The Yavapai Humane Society has served our community for 39 years. (We celebrate our 40th anniversary in 2012.) According to statistics gathered by ANIMAL PEOPLE magazine from more than 118 regions across the United States, our community is the safest in Arizona for lost and homeless pets and may actually be the safest community in all the mountain states (Arizona, Colorado, New Mexico, Nevada, and Utah). The Yavapai Humane Society boasts the lowest pet euthanasia rate and the highest live release rate in our region.
This kind of success cannot be sustained without the financial support of discerning animal lovers. Sadly, one of the greatest misunderstandings we encounter among donors is the belief that the Humane Society of the United States (HSUS) or the American Society for the Prevention of Cruelty to Animals (ASPCA) helps to fund YHS. Many donors mistakenly believe that their financial gifts to these national groups will trickle down to help animals in their own community.

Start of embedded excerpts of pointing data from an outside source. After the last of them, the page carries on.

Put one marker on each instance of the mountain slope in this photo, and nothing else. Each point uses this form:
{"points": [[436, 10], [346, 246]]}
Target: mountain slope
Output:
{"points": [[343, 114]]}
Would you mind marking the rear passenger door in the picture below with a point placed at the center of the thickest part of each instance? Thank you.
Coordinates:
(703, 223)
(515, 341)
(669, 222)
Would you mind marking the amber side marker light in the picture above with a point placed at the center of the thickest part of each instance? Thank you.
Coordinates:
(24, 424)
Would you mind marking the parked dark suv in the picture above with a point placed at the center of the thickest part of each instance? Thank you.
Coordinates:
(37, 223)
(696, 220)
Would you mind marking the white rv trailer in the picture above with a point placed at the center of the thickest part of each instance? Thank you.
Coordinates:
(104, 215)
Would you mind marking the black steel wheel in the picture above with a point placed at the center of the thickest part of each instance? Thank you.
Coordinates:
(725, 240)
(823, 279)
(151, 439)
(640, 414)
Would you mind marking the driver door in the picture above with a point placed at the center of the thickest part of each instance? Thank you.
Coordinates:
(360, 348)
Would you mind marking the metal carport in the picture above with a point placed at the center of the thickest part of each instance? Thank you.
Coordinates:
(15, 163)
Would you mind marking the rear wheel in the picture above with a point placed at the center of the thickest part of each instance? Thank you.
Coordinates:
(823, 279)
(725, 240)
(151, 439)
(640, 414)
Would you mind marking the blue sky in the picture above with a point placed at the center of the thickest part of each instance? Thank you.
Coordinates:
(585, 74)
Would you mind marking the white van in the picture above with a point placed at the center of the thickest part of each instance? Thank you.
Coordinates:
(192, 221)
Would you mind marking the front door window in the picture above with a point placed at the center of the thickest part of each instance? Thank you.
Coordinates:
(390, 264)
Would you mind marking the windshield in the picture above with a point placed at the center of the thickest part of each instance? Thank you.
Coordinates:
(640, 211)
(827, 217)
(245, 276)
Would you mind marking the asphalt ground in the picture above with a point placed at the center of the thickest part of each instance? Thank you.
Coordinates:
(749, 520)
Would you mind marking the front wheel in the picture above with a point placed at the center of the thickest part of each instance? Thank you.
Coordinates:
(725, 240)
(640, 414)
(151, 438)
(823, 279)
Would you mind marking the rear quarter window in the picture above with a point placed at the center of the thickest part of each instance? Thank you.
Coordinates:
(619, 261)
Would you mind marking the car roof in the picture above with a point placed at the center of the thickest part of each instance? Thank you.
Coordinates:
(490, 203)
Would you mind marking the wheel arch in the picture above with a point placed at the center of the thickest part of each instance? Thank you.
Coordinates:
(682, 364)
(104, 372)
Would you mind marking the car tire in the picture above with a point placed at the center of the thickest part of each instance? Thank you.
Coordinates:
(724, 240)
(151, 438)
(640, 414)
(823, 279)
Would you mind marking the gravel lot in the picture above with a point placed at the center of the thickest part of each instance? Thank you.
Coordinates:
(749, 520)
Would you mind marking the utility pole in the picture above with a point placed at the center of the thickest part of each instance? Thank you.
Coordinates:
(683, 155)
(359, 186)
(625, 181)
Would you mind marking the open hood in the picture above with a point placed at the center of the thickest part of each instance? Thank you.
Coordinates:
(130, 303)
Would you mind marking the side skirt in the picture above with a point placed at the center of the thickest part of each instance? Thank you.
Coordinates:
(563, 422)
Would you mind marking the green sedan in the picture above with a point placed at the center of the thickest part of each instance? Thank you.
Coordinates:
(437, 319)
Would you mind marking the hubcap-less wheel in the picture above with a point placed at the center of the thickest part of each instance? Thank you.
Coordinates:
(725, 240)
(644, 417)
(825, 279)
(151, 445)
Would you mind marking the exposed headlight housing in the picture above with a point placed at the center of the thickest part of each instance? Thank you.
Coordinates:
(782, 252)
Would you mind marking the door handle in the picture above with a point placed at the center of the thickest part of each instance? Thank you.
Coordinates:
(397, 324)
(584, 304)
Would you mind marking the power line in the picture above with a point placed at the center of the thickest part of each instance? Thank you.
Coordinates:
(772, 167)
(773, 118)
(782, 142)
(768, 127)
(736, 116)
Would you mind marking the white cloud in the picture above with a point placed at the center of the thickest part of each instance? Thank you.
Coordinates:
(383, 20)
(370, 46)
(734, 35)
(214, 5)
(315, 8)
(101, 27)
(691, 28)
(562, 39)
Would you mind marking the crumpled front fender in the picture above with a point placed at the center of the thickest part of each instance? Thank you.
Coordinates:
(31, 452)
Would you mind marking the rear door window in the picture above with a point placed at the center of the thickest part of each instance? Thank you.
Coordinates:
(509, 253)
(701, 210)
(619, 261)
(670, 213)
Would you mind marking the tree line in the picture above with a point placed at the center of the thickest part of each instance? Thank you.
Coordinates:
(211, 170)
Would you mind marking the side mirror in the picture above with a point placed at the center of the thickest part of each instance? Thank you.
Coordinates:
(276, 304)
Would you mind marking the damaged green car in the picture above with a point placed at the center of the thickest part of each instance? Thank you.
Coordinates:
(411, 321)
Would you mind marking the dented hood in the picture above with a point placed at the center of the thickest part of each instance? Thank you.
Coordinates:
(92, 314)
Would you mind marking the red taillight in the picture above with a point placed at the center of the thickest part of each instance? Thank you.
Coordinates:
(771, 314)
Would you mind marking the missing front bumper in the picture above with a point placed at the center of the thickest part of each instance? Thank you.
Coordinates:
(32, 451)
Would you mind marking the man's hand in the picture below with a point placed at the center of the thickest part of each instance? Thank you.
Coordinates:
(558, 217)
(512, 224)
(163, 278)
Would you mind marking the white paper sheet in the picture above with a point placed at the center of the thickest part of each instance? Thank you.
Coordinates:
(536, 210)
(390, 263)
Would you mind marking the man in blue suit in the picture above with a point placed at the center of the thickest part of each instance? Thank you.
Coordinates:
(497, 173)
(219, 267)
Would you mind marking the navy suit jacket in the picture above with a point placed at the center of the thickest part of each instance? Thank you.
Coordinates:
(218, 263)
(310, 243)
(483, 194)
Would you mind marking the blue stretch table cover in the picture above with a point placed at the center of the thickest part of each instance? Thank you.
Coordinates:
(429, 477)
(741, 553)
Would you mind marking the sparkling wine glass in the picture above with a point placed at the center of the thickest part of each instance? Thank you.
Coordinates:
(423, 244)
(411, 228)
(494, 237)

That is not the case, and many are surprised to learn HSUS and the ASPCA provide no funding to YHS. In fact, despite raising tens of millions of dollars each year, HSUS has no animal shelter in the United States and the ASPCA has just one shelter - in New York City - that actually cares for fewer animals each year than YHS. The mission of these national organizations is to raise awareness of national animal welfare issues; the mission of YHS is to physically care for the thousands of abandoned, homeless, abused and neglected pets in our own community.
One possible reason for all the misunderstanding is the way the national organizations seem to misrepresent their programs, implying they are helping animals in local communities when they are not. This is especially disturbing as you watch the daily barrage of heart-wrenching television ads and read the equally distressing mail solicitations these organizations use to ask for donations.
If you believe in the saying "think globally; but act locally," it is important to understand that when you contribute to these national organizations your money is leaving your community, never to return. If that is your intent, fine, but don't be fooled into contributing to a national organization because of marketing campaigns that mislead you into believing you are helping animals in your own community.
The Yavapai Humane Society was founded to help homeless, abused and neglected animals in our community. YHS is the only animal shelter for more than 50 miles in any direction. We are governed by a local volunteer board of directors and funded almost entirely by local support.
YHS receives no funding from the national groups, nor are we governed by or affiliated with them. We are, however, the largest local nonprofit 501(c)(3) charitable organization caring for the largest number of needy animals in our community - and these animals need our help. They need your help.
If, as 2011 comes to a close, you are looking for the best way to help the greatest number of animals in need in your community, please make a life-saving, tax deductible donation directly to the Yavapai Humane Society. Donations can be made safely and securely through our website (www.yavapaihumane.org) or by mail to 1625 Sundog Ranch Road, Prescott, AZ, 86301, or by calling 445-2666.
If you already answered the call to help, on behalf of the thousands of animals the Yavapai Humane Society rescues every year, thank you! Only with your help can we make sure that our community continues to be the safest in Arizona for pets.